The Marburg Branch Railway is a branch line of the Main Line railway (from Brisbane to Toowoomba) in Queensland, Australia. It branches near Rosewood, which is about 20 kilometres west of Ipswich.

Previously known as Rosewood Gate, a railway gatekeeper was appointed to Rosewood in 1866. A waiting room and stationmaster's house were built in 1875 and a station office built in 1880 was replaced with the current building in 1918. Agricultural land to the north of Rosewood was not directly serviced by the Brisbane Valley railway line and, in December 1909, parliament approved the construction of a branch line to run about 15 kilometres to Marburg.

The Marburg locality was originally known as First Plain, then as Frederick after the name of an early settler, and lastly as Marburg after a Prussian town of the same name. During World War I the town was known as Townshend but the Marburg name was reinstated in 1920.

The line opened on 18 December 1911. The route was (from north to south):

- Marburg
- Malabar
- Birru
- Tallegalla
- Kunkala
- Cabanda
- Perrys Knob
- North Rosewood

- Rosewood

A daily service to Ipswich departed Marburg each morning and returned in the evening.
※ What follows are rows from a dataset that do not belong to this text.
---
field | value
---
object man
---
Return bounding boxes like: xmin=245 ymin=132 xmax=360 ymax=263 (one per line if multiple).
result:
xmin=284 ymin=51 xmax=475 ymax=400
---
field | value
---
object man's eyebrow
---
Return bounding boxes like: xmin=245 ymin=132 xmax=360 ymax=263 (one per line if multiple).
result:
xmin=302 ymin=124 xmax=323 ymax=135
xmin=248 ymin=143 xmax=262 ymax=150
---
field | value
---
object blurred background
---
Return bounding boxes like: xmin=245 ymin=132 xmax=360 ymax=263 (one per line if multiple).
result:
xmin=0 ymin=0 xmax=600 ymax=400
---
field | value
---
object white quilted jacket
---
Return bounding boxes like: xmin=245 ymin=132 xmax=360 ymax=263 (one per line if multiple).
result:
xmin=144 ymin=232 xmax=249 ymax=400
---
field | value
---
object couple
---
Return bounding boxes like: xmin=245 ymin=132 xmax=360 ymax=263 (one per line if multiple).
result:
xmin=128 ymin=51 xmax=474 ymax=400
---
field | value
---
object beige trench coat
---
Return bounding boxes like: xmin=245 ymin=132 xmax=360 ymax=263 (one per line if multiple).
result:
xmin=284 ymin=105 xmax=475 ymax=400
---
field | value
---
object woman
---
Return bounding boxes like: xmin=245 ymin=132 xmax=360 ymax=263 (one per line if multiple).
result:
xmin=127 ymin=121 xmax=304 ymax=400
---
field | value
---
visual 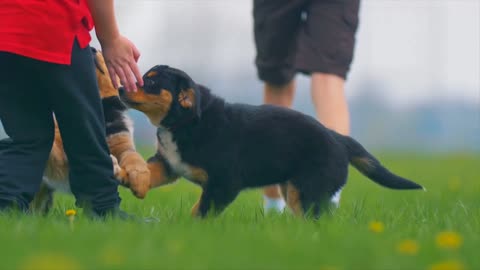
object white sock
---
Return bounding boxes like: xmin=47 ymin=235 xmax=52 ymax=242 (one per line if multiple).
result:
xmin=263 ymin=195 xmax=286 ymax=213
xmin=330 ymin=189 xmax=342 ymax=208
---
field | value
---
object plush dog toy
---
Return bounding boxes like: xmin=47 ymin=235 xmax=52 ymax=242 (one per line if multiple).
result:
xmin=31 ymin=48 xmax=150 ymax=213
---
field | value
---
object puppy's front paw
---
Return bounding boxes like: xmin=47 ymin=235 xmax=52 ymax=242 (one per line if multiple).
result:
xmin=110 ymin=155 xmax=127 ymax=181
xmin=120 ymin=152 xmax=150 ymax=199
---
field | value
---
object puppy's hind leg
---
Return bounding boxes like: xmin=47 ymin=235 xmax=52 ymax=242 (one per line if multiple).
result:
xmin=293 ymin=174 xmax=340 ymax=218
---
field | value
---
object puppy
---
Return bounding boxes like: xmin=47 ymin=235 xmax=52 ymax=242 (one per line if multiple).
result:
xmin=119 ymin=66 xmax=422 ymax=217
xmin=31 ymin=48 xmax=150 ymax=213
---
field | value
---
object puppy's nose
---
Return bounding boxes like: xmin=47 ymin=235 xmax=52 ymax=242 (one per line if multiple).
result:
xmin=118 ymin=86 xmax=125 ymax=96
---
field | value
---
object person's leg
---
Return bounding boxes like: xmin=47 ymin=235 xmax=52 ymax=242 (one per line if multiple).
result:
xmin=0 ymin=52 xmax=54 ymax=211
xmin=295 ymin=0 xmax=359 ymax=205
xmin=311 ymin=73 xmax=350 ymax=206
xmin=42 ymin=41 xmax=120 ymax=216
xmin=311 ymin=73 xmax=350 ymax=135
xmin=263 ymin=80 xmax=295 ymax=211
xmin=253 ymin=0 xmax=306 ymax=211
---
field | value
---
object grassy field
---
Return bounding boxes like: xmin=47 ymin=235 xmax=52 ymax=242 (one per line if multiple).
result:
xmin=0 ymin=154 xmax=480 ymax=270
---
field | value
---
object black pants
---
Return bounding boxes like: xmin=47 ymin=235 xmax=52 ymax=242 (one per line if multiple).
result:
xmin=0 ymin=42 xmax=120 ymax=211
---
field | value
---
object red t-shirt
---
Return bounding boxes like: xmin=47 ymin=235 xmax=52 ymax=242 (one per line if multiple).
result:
xmin=0 ymin=0 xmax=93 ymax=65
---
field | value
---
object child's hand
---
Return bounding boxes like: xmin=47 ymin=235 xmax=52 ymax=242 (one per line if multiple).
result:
xmin=101 ymin=36 xmax=143 ymax=91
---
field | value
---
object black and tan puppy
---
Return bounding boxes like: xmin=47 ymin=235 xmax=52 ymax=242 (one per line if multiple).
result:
xmin=120 ymin=66 xmax=422 ymax=216
xmin=31 ymin=48 xmax=150 ymax=213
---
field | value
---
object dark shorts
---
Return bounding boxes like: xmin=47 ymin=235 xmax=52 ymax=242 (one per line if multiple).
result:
xmin=253 ymin=0 xmax=360 ymax=85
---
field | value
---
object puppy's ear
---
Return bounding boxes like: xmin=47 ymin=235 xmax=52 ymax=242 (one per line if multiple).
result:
xmin=178 ymin=85 xmax=202 ymax=118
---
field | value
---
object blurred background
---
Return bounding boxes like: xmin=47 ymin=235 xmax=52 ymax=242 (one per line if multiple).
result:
xmin=0 ymin=0 xmax=480 ymax=152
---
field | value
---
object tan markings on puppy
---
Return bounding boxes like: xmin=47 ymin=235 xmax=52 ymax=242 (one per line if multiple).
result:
xmin=95 ymin=52 xmax=120 ymax=98
xmin=157 ymin=126 xmax=204 ymax=184
xmin=287 ymin=182 xmax=303 ymax=216
xmin=124 ymin=88 xmax=173 ymax=127
xmin=186 ymin=166 xmax=208 ymax=185
xmin=178 ymin=88 xmax=195 ymax=109
xmin=107 ymin=132 xmax=135 ymax=159
xmin=147 ymin=158 xmax=177 ymax=189
xmin=43 ymin=119 xmax=70 ymax=192
xmin=120 ymin=151 xmax=151 ymax=199
xmin=147 ymin=71 xmax=158 ymax=78
xmin=107 ymin=132 xmax=150 ymax=198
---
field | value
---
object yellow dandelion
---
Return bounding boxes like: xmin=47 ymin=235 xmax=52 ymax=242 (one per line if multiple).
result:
xmin=19 ymin=253 xmax=81 ymax=270
xmin=397 ymin=239 xmax=419 ymax=255
xmin=368 ymin=221 xmax=385 ymax=233
xmin=65 ymin=209 xmax=77 ymax=217
xmin=436 ymin=231 xmax=463 ymax=249
xmin=429 ymin=261 xmax=465 ymax=270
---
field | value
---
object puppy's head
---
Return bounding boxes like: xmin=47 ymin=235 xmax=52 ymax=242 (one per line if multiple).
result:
xmin=119 ymin=66 xmax=201 ymax=127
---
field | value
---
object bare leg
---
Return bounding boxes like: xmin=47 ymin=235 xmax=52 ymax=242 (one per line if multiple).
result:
xmin=263 ymin=80 xmax=295 ymax=210
xmin=311 ymin=73 xmax=350 ymax=206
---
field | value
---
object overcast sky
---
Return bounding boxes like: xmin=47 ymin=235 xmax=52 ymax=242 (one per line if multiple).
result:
xmin=94 ymin=0 xmax=480 ymax=106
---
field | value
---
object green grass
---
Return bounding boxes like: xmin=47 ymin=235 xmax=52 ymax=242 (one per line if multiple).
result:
xmin=0 ymin=154 xmax=480 ymax=270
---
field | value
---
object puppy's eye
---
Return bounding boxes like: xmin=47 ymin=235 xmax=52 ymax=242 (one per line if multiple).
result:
xmin=143 ymin=79 xmax=155 ymax=87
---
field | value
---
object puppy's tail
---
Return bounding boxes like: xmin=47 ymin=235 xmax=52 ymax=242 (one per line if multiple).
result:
xmin=333 ymin=131 xmax=423 ymax=189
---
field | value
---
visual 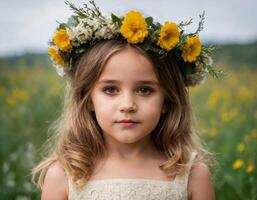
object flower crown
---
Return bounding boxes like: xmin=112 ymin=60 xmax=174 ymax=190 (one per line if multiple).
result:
xmin=48 ymin=1 xmax=222 ymax=86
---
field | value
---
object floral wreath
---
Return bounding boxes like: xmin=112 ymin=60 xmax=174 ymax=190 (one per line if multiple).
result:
xmin=48 ymin=1 xmax=223 ymax=86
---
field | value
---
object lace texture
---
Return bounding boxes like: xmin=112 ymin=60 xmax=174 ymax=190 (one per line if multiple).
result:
xmin=69 ymin=154 xmax=195 ymax=200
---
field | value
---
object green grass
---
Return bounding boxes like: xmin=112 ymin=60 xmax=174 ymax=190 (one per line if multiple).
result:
xmin=0 ymin=61 xmax=257 ymax=200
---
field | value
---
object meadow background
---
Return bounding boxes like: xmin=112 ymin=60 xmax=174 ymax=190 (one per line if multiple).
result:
xmin=0 ymin=43 xmax=257 ymax=200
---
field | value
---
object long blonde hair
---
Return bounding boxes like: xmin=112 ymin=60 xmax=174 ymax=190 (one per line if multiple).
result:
xmin=32 ymin=39 xmax=207 ymax=187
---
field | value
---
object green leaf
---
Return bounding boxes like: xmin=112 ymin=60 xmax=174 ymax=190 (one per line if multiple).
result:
xmin=145 ymin=17 xmax=153 ymax=26
xmin=67 ymin=15 xmax=78 ymax=27
xmin=57 ymin=23 xmax=68 ymax=30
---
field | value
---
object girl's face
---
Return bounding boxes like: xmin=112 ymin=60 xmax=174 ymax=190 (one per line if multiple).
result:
xmin=91 ymin=48 xmax=165 ymax=144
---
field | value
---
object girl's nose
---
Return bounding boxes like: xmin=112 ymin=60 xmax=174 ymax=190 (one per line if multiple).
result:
xmin=119 ymin=94 xmax=137 ymax=112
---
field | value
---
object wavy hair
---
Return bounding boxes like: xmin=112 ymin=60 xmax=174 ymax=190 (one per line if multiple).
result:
xmin=32 ymin=39 xmax=208 ymax=187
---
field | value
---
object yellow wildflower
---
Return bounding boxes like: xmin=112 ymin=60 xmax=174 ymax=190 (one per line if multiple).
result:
xmin=250 ymin=129 xmax=257 ymax=139
xmin=232 ymin=160 xmax=244 ymax=169
xmin=53 ymin=29 xmax=72 ymax=52
xmin=48 ymin=47 xmax=64 ymax=65
xmin=182 ymin=36 xmax=202 ymax=62
xmin=236 ymin=143 xmax=245 ymax=153
xmin=120 ymin=10 xmax=148 ymax=44
xmin=246 ymin=163 xmax=254 ymax=173
xmin=158 ymin=22 xmax=180 ymax=51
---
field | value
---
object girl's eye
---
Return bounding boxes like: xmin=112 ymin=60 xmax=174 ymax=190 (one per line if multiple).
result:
xmin=103 ymin=87 xmax=117 ymax=94
xmin=137 ymin=87 xmax=154 ymax=96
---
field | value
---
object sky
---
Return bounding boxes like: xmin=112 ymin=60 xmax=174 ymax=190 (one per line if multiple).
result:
xmin=0 ymin=0 xmax=257 ymax=57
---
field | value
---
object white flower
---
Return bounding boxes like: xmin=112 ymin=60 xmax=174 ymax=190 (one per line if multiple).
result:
xmin=54 ymin=65 xmax=66 ymax=77
xmin=186 ymin=72 xmax=207 ymax=86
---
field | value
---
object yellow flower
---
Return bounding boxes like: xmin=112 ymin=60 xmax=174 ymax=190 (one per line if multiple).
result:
xmin=53 ymin=29 xmax=71 ymax=52
xmin=120 ymin=11 xmax=148 ymax=44
xmin=158 ymin=22 xmax=180 ymax=51
xmin=48 ymin=47 xmax=64 ymax=65
xmin=236 ymin=143 xmax=245 ymax=153
xmin=182 ymin=36 xmax=202 ymax=62
xmin=232 ymin=160 xmax=244 ymax=169
xmin=246 ymin=163 xmax=254 ymax=173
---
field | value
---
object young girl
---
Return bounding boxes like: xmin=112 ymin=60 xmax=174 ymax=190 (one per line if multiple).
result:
xmin=33 ymin=2 xmax=218 ymax=200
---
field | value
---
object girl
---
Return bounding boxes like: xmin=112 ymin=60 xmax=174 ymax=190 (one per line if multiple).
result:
xmin=33 ymin=2 xmax=217 ymax=200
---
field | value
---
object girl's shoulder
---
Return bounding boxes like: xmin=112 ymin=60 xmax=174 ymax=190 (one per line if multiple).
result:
xmin=41 ymin=161 xmax=68 ymax=200
xmin=188 ymin=161 xmax=215 ymax=200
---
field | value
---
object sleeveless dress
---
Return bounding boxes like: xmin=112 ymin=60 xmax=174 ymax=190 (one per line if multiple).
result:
xmin=68 ymin=152 xmax=196 ymax=200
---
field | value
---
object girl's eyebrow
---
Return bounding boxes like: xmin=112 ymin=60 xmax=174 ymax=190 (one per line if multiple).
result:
xmin=98 ymin=79 xmax=159 ymax=85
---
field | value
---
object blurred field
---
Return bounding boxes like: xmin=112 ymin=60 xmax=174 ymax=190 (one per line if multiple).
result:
xmin=0 ymin=44 xmax=257 ymax=200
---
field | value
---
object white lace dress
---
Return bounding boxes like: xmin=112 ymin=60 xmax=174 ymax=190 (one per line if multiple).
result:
xmin=69 ymin=153 xmax=196 ymax=200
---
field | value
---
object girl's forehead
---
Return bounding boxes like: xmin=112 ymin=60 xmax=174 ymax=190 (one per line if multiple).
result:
xmin=100 ymin=48 xmax=157 ymax=79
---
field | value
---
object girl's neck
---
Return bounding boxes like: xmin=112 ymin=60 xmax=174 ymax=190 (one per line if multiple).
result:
xmin=102 ymin=134 xmax=160 ymax=160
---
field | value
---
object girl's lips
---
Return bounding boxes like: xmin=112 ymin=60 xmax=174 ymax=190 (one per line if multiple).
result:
xmin=118 ymin=121 xmax=139 ymax=127
xmin=117 ymin=120 xmax=139 ymax=127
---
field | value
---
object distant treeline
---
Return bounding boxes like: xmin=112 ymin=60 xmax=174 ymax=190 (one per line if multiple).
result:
xmin=0 ymin=41 xmax=257 ymax=69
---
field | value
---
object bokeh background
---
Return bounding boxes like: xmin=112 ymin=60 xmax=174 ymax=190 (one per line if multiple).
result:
xmin=0 ymin=0 xmax=257 ymax=200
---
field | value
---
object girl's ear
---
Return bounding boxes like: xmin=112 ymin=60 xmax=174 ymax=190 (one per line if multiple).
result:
xmin=89 ymin=99 xmax=95 ymax=111
xmin=162 ymin=103 xmax=167 ymax=114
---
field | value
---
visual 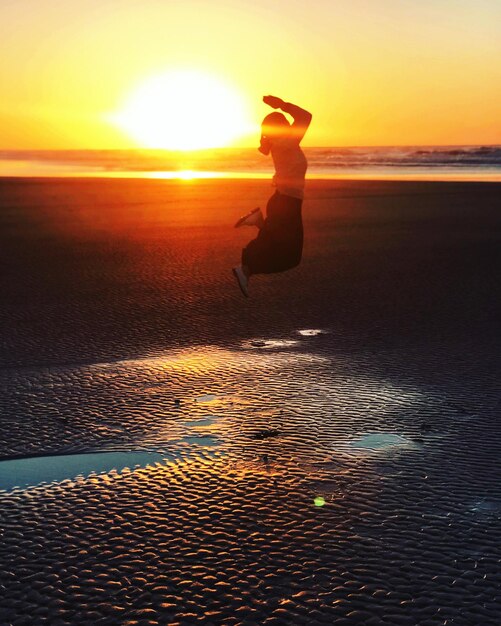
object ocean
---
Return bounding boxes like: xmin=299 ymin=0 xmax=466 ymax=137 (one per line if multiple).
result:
xmin=0 ymin=145 xmax=501 ymax=181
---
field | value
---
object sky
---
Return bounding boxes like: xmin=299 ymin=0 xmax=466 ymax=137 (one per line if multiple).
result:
xmin=0 ymin=0 xmax=501 ymax=149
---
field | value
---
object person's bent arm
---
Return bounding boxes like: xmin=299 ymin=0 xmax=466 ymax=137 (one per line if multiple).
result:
xmin=263 ymin=96 xmax=313 ymax=141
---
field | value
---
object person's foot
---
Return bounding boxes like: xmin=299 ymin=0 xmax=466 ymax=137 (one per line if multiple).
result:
xmin=235 ymin=207 xmax=264 ymax=228
xmin=231 ymin=265 xmax=249 ymax=298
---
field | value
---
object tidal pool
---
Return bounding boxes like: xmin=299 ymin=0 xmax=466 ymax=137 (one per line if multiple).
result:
xmin=0 ymin=451 xmax=168 ymax=490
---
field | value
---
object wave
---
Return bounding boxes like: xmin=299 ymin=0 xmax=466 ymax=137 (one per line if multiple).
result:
xmin=0 ymin=145 xmax=501 ymax=173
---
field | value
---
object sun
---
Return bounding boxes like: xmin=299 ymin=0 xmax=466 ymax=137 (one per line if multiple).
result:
xmin=111 ymin=70 xmax=253 ymax=150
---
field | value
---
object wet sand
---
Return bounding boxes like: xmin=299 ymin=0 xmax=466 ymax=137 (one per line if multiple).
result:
xmin=0 ymin=179 xmax=501 ymax=625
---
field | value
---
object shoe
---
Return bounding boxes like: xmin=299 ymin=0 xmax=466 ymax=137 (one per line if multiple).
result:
xmin=231 ymin=265 xmax=249 ymax=298
xmin=235 ymin=207 xmax=264 ymax=228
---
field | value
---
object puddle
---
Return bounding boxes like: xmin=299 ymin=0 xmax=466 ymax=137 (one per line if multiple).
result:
xmin=242 ymin=339 xmax=298 ymax=349
xmin=0 ymin=451 xmax=169 ymax=490
xmin=350 ymin=433 xmax=416 ymax=450
xmin=183 ymin=415 xmax=218 ymax=428
xmin=195 ymin=393 xmax=219 ymax=404
xmin=180 ymin=435 xmax=220 ymax=446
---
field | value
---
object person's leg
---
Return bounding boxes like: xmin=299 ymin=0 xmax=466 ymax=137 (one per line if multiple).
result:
xmin=233 ymin=193 xmax=303 ymax=296
xmin=235 ymin=207 xmax=264 ymax=229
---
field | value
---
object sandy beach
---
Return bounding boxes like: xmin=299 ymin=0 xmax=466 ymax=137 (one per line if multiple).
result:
xmin=0 ymin=179 xmax=501 ymax=626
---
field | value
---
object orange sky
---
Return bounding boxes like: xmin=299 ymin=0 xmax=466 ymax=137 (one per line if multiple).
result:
xmin=0 ymin=0 xmax=501 ymax=149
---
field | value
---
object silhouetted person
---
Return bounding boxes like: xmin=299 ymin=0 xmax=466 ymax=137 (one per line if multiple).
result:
xmin=233 ymin=96 xmax=312 ymax=297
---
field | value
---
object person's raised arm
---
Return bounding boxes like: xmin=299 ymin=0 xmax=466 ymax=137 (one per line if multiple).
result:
xmin=263 ymin=96 xmax=313 ymax=141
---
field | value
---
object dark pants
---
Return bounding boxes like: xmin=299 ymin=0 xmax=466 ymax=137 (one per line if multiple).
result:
xmin=242 ymin=191 xmax=303 ymax=274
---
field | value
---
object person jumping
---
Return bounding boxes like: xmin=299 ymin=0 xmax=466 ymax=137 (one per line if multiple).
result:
xmin=232 ymin=96 xmax=312 ymax=297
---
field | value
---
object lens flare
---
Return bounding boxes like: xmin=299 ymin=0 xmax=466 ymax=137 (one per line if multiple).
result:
xmin=111 ymin=70 xmax=250 ymax=150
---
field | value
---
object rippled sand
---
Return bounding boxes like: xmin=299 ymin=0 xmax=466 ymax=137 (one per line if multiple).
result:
xmin=0 ymin=180 xmax=501 ymax=626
It was a two-hour journey by rail and over time the faster road trip prevailed. Coal mines in the region kept the line viable until they progressively closed.

The branch closed in stages – from Marburg to Birru in 1964, to Kunkala in 1970, Cabanda in 1973 and to Perry's Knob in 1979. The Rosewood Railway Museum now uses the upper section of the line. It has a display at Kunkala station.